基本的に俺は優男が(優女もだが)好きじゃない。

中学時代、誰からも……とは言わずとも、大多数の人間に人気があった一人の男子がいた。それはもう八方美人で、俺とすらも仲良くするくらいである。

ある日のことである。いつも通り帰宅しようと自分の下駄箱を開けたら、見慣れないものがおいてあった。ピンクの便箋にハートのシール、見事に俺は勘違いした。

手紙に指定された場所に行っても誰もおらず、気がつけばずぶ濡れになった。後日、教室内での会話を聞く限りでは賭け事だったらしい。俺が手紙を真に受けてあの場所に来るかどうか。まぁ、優等生の羽目外しの遊び道具にされたようなものだ。

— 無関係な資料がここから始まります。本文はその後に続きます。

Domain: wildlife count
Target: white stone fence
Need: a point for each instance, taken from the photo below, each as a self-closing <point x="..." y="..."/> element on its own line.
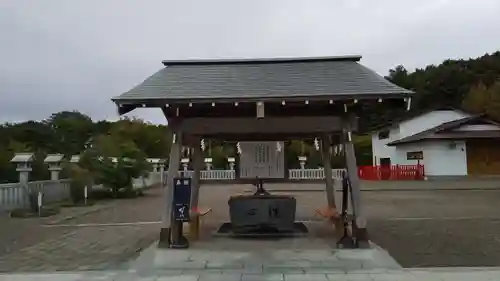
<point x="14" y="195"/>
<point x="294" y="174"/>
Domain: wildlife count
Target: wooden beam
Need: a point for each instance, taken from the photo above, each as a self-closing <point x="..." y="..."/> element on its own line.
<point x="271" y="125"/>
<point x="359" y="227"/>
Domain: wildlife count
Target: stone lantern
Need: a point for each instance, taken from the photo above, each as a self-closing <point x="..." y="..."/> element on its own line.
<point x="54" y="161"/>
<point x="208" y="163"/>
<point x="232" y="162"/>
<point x="185" y="163"/>
<point x="23" y="162"/>
<point x="302" y="161"/>
<point x="162" y="170"/>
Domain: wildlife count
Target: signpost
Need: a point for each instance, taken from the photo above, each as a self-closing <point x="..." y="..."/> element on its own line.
<point x="181" y="210"/>
<point x="182" y="199"/>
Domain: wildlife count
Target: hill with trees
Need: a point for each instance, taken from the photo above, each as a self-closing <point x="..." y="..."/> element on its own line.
<point x="472" y="84"/>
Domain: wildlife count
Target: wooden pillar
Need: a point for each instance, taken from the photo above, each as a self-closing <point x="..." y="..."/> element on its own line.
<point x="173" y="169"/>
<point x="194" y="225"/>
<point x="359" y="226"/>
<point x="197" y="167"/>
<point x="330" y="191"/>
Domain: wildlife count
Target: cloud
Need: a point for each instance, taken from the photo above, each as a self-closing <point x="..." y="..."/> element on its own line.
<point x="59" y="55"/>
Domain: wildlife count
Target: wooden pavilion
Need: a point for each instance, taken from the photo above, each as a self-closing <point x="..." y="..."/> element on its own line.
<point x="263" y="100"/>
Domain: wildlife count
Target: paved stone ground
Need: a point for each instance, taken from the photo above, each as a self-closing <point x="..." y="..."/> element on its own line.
<point x="456" y="274"/>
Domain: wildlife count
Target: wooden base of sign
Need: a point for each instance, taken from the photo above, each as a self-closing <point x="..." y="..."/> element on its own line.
<point x="164" y="241"/>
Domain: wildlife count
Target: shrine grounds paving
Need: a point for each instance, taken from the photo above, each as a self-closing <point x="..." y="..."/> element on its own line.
<point x="419" y="225"/>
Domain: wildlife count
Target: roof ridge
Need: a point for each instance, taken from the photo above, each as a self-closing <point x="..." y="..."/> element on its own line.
<point x="353" y="58"/>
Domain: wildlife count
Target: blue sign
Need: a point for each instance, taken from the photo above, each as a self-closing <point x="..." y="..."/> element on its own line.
<point x="182" y="198"/>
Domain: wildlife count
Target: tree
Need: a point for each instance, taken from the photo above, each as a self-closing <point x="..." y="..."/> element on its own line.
<point x="71" y="130"/>
<point x="484" y="100"/>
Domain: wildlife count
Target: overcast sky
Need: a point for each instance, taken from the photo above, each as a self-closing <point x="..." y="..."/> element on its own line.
<point x="75" y="55"/>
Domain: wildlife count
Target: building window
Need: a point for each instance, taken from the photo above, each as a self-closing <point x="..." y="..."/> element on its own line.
<point x="414" y="155"/>
<point x="383" y="135"/>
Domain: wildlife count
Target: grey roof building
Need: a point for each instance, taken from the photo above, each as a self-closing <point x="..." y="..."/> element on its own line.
<point x="259" y="80"/>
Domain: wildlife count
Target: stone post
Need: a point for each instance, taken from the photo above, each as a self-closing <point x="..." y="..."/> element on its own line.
<point x="208" y="163"/>
<point x="302" y="161"/>
<point x="185" y="164"/>
<point x="23" y="162"/>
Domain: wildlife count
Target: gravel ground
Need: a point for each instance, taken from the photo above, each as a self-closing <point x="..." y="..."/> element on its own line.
<point x="418" y="228"/>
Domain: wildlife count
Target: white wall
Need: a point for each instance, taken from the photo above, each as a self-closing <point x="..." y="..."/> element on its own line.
<point x="428" y="120"/>
<point x="440" y="159"/>
<point x="408" y="128"/>
<point x="380" y="149"/>
<point x="485" y="127"/>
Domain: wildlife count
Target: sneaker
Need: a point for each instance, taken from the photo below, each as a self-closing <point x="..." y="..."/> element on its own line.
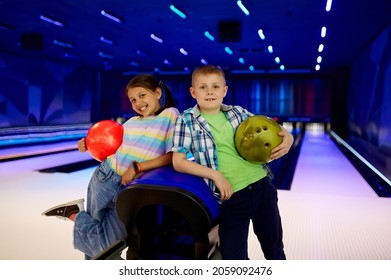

思えば、悪意ある悪意に晒されたのはあれが初めてかもしれない。小学生は無垢な悪意で二重の意味でせめてくるからなぁ……

まぁ、そんなこんなで俺は優男が嫌いだ。なんなら優男=腹黒という公式が意識にこびりついちゃってるまである。

いくら取っつきやすそうな雰囲気を醸し出そうとも、見知らぬ人を見て驚いているレインを野次馬達に混じって見ていると、なにやらキョロキョロと辺りを見回している。

何かを探しているのかと思い、注視して――野次馬に混ざっているからできること――いると、気のせいではなかったら目が合った。

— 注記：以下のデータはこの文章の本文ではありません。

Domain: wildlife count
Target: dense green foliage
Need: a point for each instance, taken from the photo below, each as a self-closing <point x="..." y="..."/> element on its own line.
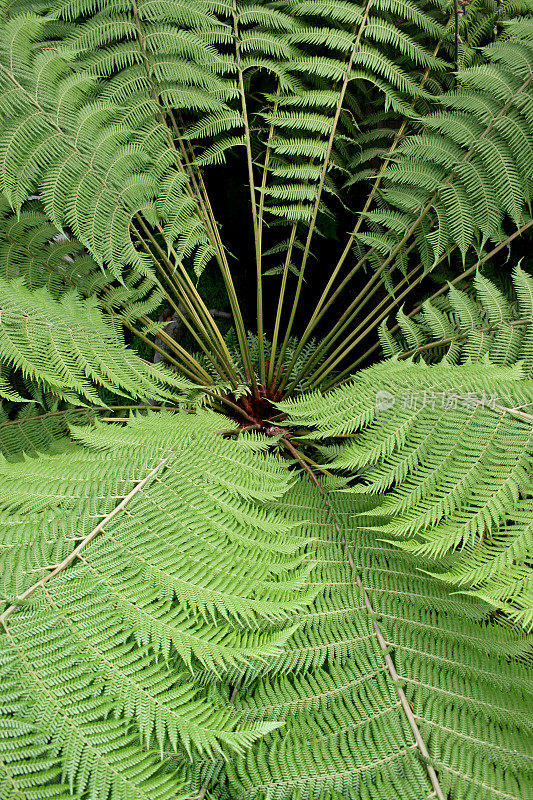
<point x="232" y="565"/>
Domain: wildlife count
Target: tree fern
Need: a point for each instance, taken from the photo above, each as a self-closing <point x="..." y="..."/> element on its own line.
<point x="249" y="573"/>
<point x="462" y="327"/>
<point x="450" y="450"/>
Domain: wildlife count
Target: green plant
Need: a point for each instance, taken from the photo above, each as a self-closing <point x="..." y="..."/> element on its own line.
<point x="248" y="572"/>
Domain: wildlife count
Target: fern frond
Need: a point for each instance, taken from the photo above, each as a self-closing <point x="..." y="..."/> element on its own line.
<point x="466" y="327"/>
<point x="70" y="347"/>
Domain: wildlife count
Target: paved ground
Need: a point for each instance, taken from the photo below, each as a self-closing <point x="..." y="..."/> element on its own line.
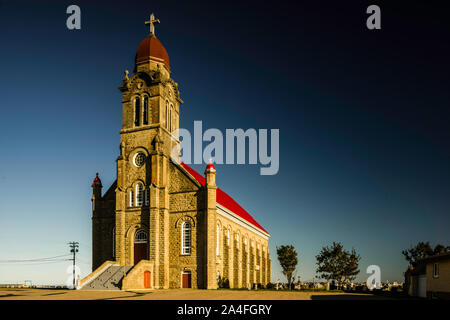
<point x="175" y="294"/>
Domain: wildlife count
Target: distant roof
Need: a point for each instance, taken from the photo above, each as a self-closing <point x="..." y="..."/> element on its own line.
<point x="225" y="200"/>
<point x="437" y="257"/>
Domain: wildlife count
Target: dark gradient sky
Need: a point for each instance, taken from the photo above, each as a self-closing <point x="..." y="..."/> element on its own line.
<point x="363" y="118"/>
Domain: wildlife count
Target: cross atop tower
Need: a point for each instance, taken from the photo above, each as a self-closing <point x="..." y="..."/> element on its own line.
<point x="152" y="23"/>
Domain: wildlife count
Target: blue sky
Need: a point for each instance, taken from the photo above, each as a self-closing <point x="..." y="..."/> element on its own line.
<point x="363" y="119"/>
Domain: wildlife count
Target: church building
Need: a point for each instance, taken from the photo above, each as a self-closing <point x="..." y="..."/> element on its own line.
<point x="161" y="224"/>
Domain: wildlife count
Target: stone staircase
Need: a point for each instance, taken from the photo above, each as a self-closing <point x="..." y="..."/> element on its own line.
<point x="109" y="279"/>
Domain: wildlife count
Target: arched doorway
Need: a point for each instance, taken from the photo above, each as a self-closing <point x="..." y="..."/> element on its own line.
<point x="147" y="279"/>
<point x="140" y="246"/>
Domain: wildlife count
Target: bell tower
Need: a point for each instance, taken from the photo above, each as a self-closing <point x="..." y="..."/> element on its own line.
<point x="150" y="115"/>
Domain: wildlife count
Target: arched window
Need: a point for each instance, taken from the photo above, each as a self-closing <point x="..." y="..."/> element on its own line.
<point x="145" y="116"/>
<point x="137" y="111"/>
<point x="139" y="194"/>
<point x="114" y="242"/>
<point x="170" y="118"/>
<point x="131" y="198"/>
<point x="147" y="197"/>
<point x="166" y="119"/>
<point x="217" y="240"/>
<point x="186" y="238"/>
<point x="140" y="237"/>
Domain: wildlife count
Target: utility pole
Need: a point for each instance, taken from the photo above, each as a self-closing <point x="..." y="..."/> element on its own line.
<point x="73" y="249"/>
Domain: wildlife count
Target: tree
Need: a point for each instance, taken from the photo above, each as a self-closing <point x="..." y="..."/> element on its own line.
<point x="287" y="256"/>
<point x="422" y="250"/>
<point x="335" y="263"/>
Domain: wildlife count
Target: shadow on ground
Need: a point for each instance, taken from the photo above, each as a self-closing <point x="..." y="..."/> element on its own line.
<point x="136" y="295"/>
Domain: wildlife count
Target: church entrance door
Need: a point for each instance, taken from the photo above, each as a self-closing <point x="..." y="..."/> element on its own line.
<point x="147" y="279"/>
<point x="186" y="279"/>
<point x="140" y="246"/>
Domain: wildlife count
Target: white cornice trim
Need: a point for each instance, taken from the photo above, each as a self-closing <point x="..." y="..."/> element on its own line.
<point x="240" y="221"/>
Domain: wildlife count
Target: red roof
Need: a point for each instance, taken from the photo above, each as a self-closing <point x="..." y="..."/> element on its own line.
<point x="224" y="199"/>
<point x="152" y="49"/>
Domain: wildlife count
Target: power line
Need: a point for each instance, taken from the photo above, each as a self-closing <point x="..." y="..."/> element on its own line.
<point x="34" y="260"/>
<point x="39" y="263"/>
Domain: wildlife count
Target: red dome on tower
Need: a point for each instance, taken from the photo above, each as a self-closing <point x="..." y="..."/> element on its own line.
<point x="152" y="49"/>
<point x="97" y="181"/>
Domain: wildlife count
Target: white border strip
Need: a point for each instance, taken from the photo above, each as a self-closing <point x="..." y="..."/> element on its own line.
<point x="240" y="221"/>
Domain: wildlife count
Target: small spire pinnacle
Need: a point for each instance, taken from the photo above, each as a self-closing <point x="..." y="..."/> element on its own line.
<point x="152" y="23"/>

そこからは脱兎の如く敏捷力を活かして走り、今度はモーゼの如く人の波を割る(物理的)。

俺も周りの奴らの例に漏れず、転移門方向に急ぐレインに道を譲った――と、思ったら手を掴まれ、先行く赤髪を眼が捉えたと思ったら、また青い光に包まれた。

 

 

 

 

 

 

 

 

 

 

 

 

 

 

いきなりの転移光に網膜を焼かれ、一時的な暗黒の世界に光が射し込んできた時に目を開けると、見慣れた……とまでは言わないが、知らないとも言えない街が広がっていた。

鉄都《グランザム》。

攻略組最強クラスのプレイヤーが集まる血盟騎士団のホームが居を構える、謂わばこの街が血盟騎士団に事実上統治されていると言っても差し支えない。

中世ヨーロッパの雰囲気の構造を基本的にしているアインクラッドでは珍しく、工事現場のような……まぁ、言い回しをせずに言えば鉄でできている。

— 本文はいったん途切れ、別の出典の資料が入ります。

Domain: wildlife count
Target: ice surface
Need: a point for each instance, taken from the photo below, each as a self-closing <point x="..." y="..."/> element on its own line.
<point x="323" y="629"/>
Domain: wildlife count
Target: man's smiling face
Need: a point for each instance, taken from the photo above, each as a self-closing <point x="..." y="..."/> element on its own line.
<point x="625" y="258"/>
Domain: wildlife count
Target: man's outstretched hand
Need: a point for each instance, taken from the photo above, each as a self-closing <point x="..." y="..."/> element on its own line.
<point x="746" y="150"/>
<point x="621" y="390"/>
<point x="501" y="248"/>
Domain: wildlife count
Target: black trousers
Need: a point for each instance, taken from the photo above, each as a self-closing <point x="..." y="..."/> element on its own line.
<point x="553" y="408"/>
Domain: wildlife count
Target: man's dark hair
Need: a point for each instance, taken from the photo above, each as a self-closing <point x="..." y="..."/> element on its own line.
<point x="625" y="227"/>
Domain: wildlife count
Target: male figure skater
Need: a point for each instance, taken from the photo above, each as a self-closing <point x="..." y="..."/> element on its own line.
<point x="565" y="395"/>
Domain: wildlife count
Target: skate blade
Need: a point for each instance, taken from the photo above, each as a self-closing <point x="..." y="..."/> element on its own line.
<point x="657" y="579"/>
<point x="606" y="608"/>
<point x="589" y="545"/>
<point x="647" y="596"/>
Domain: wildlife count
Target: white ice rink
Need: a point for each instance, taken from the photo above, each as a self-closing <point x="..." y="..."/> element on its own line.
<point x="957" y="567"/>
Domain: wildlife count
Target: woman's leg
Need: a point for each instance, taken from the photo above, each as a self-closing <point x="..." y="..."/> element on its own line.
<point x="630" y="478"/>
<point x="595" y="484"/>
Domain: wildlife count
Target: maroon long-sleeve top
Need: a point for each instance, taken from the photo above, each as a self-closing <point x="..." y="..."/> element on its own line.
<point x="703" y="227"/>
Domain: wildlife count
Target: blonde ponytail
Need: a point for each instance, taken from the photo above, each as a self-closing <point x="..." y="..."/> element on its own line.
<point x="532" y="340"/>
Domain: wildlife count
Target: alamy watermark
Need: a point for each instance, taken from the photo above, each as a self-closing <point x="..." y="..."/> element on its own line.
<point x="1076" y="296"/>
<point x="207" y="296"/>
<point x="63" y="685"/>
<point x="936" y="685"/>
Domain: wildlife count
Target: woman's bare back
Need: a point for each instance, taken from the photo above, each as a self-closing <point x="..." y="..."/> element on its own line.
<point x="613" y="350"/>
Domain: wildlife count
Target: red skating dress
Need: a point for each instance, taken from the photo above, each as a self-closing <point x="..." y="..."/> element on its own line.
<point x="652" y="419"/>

しかしまずい。この鉄の魔都には(アスナ)魔神(ヒースクリフ)がいる。まさに人外の巣窟。逃げるのが得策だ。

「あの……レインさん? なにをするのかは判りませんが、階層を変えません?」

 

目尻に涙をためている少女と一緒にいるのを誰か……主に俺のフレンド欄に入っている人物に見つかったら黒鉄宮にぶちこまれる。天使(キリト)(アスナ)悪趣味バンダナ(クライン)スキンヘッド(エギル)悪徳情報屋()トレジャーハンター(フィリア)……うん、二つを除いてろくなのがいないな。

ここで最もエンカウント率が高いであろう阿修羅さんを危惧してのことなのだが、首をかしげるレインを説得するのもめんどいし、血盟騎士団のホームから離れてれば大丈夫だろと思い、大人しくレインについていく。

 

――――それが、キリトに続く……いや、キリト以上に恐ろしい存在の降誕になるとも知らずに。